3. Yet the government proved not so interested in monitoring attendance on a more regular basis, not even to enforce their pre-existing human resource policies. Potential penalties against late or absent doctors were not, for the most part, enforced.
4. Following the implementation of monitoring, the doctors showed the least improvement in attendance of all the workers, in fact virtually no improvement. The entire positive effect came from nurses, lab technicians, and lower level staff.

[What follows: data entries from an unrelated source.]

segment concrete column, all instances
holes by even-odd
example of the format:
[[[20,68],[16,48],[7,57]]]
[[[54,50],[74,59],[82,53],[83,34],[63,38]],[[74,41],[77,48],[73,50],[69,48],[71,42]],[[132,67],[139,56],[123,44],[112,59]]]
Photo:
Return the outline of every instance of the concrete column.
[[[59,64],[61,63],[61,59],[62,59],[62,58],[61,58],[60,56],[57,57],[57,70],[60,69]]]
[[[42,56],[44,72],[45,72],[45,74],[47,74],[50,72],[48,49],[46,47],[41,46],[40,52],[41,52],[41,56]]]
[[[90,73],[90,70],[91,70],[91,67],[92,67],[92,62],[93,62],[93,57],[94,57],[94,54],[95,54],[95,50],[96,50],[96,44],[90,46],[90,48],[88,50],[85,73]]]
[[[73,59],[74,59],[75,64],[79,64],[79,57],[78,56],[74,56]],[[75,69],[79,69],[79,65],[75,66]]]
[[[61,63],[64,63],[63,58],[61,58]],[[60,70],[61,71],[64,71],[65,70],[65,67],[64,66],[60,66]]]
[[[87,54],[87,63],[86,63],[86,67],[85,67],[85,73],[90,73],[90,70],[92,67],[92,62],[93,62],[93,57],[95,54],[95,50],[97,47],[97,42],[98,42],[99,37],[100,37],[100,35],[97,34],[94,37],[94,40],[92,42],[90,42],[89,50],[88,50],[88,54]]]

5. The government was reluctant to continue the monitoring because it feared staff attrition and staff discord, especially from the doctors. There is growing private sector demand for doctors, and many doctors are considering leaving these clinics for superior pay elsewhere, and perhaps also superior location. Therefore the doctors are given, de facto, a very lenient absence and lateness policy, in lieu of a pay hike.
6. It is already the case that many of these doctors moonlight on the side, or have separate private practices, and that spending more time at the public clinic is not their major priority.
7. It is not easy for the underfunded local government to pay these doctors more, and thus a high level of lateness and absenteeism continues. I wonder also what would be the morale costs on the non-doctors, if the monitoring were to be continued to be enforced in this differential manner over a longer period of time.